In seinem unlängst erschienenen Buch Der Germanenmythos (Darmstadt: Wissenschaftliche Buchgesellschaft 2005. 408 S., geb, 74.90 €) hat sich Ingo Wiwjorra auch mit diesem Zusammenhang beschäftigt, denn er bestimmt den politischen und kulturellen Germanismus als geistige Bewegung, „die einerseits mit dem Christentum, andererseits mit den weitreichenden Säkularisierungstendenzen der Moderne in Konkurrenz getreten” sei. Wiwjorra spürt den Anfängen des Germanenmythos bis in das Mittelalter und die Zeit der Renaissance nach. Er schildert die Vorbereitung im achtzehnten und die Entfaltung im neunzehnten Jahrhundert, erläutert den ideologischen Pluralismus ebenso wie den Einfluß von Sprach- und „Spatenwissenschaft”, von Rassenkunde und Geographie, um schließlich auf die gravierende Umprägung des Geschichtsbildes und damit der kollektiven Identität zu kommen, die nicht nur das „ex oriente lux” fahren ließ, sondern auch die Orientierung an der Antike als Norm in Frage stellte. Wenn an dieser Arbeit etwas zu wünschen übrig bliebe, dann die Klärung des Problems, welchen Wert man den rassengeschichtlichen Ableitungen des neunzehnten Jahrhunderts heute noch zusprechen kann, deren Einfluß wesentlich weiter reicht, als man vermuten möchte. Aber dieses Desiderat soll keine grundsätzliche Kritik an dem vorliegenden Buch sein. Wiwjorra hat ein Standardwerk geschrieben, das allen früheren Arbeiten zu diesem Thema überlegen ist. Das Urteil gilt in bezug auf die Nüchternheit und Gerechtigkeit der Darstellung, in erster Linie aber in bezug auf die außerordentliche Forschungsleistung, die ihr zugrunde liegt.
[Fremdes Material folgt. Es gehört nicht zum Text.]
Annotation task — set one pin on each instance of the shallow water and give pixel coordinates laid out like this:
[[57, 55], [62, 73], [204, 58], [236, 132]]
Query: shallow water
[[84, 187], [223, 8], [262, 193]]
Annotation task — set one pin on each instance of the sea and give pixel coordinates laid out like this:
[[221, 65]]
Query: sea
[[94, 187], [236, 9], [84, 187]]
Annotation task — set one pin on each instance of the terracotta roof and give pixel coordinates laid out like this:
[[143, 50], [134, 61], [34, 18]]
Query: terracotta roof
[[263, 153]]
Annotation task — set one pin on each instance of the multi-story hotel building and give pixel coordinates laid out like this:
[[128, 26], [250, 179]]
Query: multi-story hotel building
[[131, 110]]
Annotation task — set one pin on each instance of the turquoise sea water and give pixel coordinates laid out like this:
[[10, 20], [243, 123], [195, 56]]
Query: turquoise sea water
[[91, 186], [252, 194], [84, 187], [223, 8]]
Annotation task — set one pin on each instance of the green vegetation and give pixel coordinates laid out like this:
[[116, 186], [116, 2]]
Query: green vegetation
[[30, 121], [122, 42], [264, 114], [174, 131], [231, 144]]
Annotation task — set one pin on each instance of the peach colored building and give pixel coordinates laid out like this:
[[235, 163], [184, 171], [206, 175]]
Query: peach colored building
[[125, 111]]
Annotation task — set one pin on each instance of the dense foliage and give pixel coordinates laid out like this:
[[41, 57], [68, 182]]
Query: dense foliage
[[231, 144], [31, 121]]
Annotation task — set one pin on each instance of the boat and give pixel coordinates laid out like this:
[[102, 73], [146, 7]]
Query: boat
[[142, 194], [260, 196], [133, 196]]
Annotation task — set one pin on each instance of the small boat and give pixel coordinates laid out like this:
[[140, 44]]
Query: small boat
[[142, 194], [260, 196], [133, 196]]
Etwa das Gegenteil des eben gesagten trifft auf eine Monographie zu, die sich mit einer Frage befassen sollte, die ihrerseits für die religiösen Debatten im Deutschland des neunzehnten und des zwanzigsten Jahrhunderts von großer Bedeutung war. Es handelt sich um das Buch Wie Jesus zum „Arier” wurde von Wolfgang Fenske (Darmstadt: Wissenschaftliche Buchgesellschaft 2005. 288 S., geb, 59.90 €). Unbestreitbar spielte der Gegensatz „Arier” / „Semit” für den Germanismus des neunzehnten Jahrhunderts eine außerordentliche Rolle, und in dem Maß, in dem sich die Bewegung als eine religiöse verstand, nahm sie, wenn schon nicht das Christentum selbst, so doch die Herkunft seines Stifters als anstößig wahr. Es gibt insofern ein legitimes Interesse an der genauen Rekonstruktion des Anfangs der „Arisierung” Christi, die zu leisten Fenske aber außerstande ist.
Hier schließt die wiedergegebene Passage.